COVID-19 launches a multipronged assault on the human body, causing complications that range from mild to deadly.
The ultimate defense would be a vaccine, which could provide immunity to the coronavirus. But since no vaccine will be 100% effective, figuring out how to best treat COVID-19 is critical, especially in people with heart disease, diabetes, obesity and other conditions that increase the risk for severe illness.
"We're making headway, and it's through tremendous collaboration – just an all-hands-on-deck type of approach," said Dr. Judith Currier, chief of the division of infectious diseases in the David Geffen School of Medicine at the University of California, Los Angeles.
Already, she said, there have been promising studies on remdesivir, which stops the virus from replicating, and dexamethasone, a steroid that helps fight inflammation.
But those are just the beginning: The National Institutes of Health has pages of up-to-date information on the status of all kinds of potential treatments; The New York Times keeps an easy-to-read list that shows some of the promising approaches (and a few frauds).
Most of the potential treatments can be broken down into three categories: antiviral agents, antibodies and anti-inflammatory agents.
Antivirals keep the virus from attacking and spreading among cells within the body, said Dr. Binita Shah, assistant professor of medicine and associate director of research for the cardiac catheterization laboratory at NYU Langone Health in New York. Antibodies – synthetically made or harvested from people who recovered from the illness – help the body's natural defenses. And anti-inflammatories act to control the damage when COVID-19 spurs the body's immune response into hyperdrive.
Shah is focused on that last category. She and colleague Dr. Michael Pillinger are looking at ways to use an old drug, colchicine, in new ways.
When the pandemic broke out, they realized colchicine, a long-established gout medication, could be useful in fighting not only inflammation but, indirectly, the excessive clotting that COVID-19 can sometimes cause. They've teamed with Canadian researchers at the Montreal Heart Institute Research Centre on the COLCORONA study that will enroll about 6,000 people with COVID-19. She hopes to have results by October.
Dr. Joseph Loscalzo is part of a much broader search for treatments. He is chair of the department of medicine at Brigham and Women's Hospital in Boston and Hersey Professor of the Theory and Practice of Medicine at Harvard Medical School.
Loscalzo and his lab are part of a partnership that includes the Lawrence Livermore National Laboratory in California. The effort, aided by a grant from the American Heart Association, basically uses supercomputers to solve a massive biological jigsaw puzzle.
Viruses bind to human cells through proteins. In researching a new drug, a manufacturer typically might start by using a computer model of one protein and testing it against a few million compounds they own, Loscalzo explained. It can take months to find a match so that testing may advance to the next round.
SARS-CoV-2, the virus that causes COVID-19, makes 29 proteins, he said. They interact with more than 330 proteins in human cells.
A supercomputer speeds the process of looking for potential matches. With colleagues at Northeastern University's Network Science Institute in Boston, Loscalzo's team used high-performance computing to determine which proteins in human cells and the partner proteins they bind to might be targets for the screened drugs.
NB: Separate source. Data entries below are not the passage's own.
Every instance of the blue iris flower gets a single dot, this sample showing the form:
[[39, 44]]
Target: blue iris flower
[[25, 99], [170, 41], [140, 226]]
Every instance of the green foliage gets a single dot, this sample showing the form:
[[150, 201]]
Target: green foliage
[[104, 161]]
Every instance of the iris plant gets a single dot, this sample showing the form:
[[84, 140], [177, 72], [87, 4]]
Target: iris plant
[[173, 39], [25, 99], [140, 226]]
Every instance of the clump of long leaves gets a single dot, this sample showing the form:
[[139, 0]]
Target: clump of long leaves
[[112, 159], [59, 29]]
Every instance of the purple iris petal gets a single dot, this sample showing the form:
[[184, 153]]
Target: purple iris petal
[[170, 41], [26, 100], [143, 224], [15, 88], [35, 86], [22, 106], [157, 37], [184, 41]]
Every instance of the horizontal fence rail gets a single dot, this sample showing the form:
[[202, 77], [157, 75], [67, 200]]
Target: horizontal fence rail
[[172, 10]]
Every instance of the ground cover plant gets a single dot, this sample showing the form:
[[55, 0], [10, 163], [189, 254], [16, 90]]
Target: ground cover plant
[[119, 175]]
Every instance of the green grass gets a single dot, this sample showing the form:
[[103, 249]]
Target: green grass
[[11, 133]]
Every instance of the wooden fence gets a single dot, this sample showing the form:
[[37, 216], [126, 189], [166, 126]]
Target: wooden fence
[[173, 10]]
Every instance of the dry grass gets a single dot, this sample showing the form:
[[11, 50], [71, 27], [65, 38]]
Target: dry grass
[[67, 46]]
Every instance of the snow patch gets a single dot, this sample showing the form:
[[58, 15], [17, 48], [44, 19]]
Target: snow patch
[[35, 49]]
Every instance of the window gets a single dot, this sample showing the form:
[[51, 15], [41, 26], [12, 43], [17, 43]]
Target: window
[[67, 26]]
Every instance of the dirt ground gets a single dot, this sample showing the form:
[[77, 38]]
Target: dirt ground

This strategy lets researchers test matches not just with single proteins, but in protein interaction networks – what Loscalzo calls "a very complicated-looking fuzzball of interactions" – that are associated with specific diseases like COVID-19.
In their COVID-19 work, the research team started with a list of more than 6,000 approved drugs. They used the computer approach to narrow that down to a list of 74 with high potential for repurposing.
They then tested those drugs against the live coronavirus in a lab. About 28% successfully reduced viral infection. The findings were recently published on arXiv, a preprint server for emerging research that has not been peer-reviewed.
"Based on this kind of analysis, we could begin to test some of these compounds in patients within a couple of months," Loscalzo said.
Currier, of UCLA, is chair of the global AIDS Clinical Trials Group, which is overseeing the testing of synthetic antibodies in COVID-19 patients in a study called ACTIV-2.
From her perspective as someone who has spent three decades studying HIV, she said the search for COVID-19 treatments should go faster – not only because so much was learned during the fight against AIDS, but because the course of the disease is much shorter, meaning researchers can see results more quickly.
"What I'm optimistic about is that I think it's likely that there'll be more than one effective approach and that we'll have options for people," said Currier, who praised everyone who volunteers for clinical studies.
Loscalzo agreed people should be hopeful for treatments. But, he said, it will take time to scale everything up.
"While there is cause for hope, we as members of society should not lose sight of the fact that the most important way to control the virus at the current time is by following the infectious disease recommendations about (hand-washing,) distancing and mask-wearing."
Editor's note: Because of the rapidly evolving events surrounding the coronavirus, the facts and advice presented in this story may have changed since publication. Visit Heart.org for the latest coverage, and check with the Centers for Disease Control and Prevention and local health officials for the most recent guidance.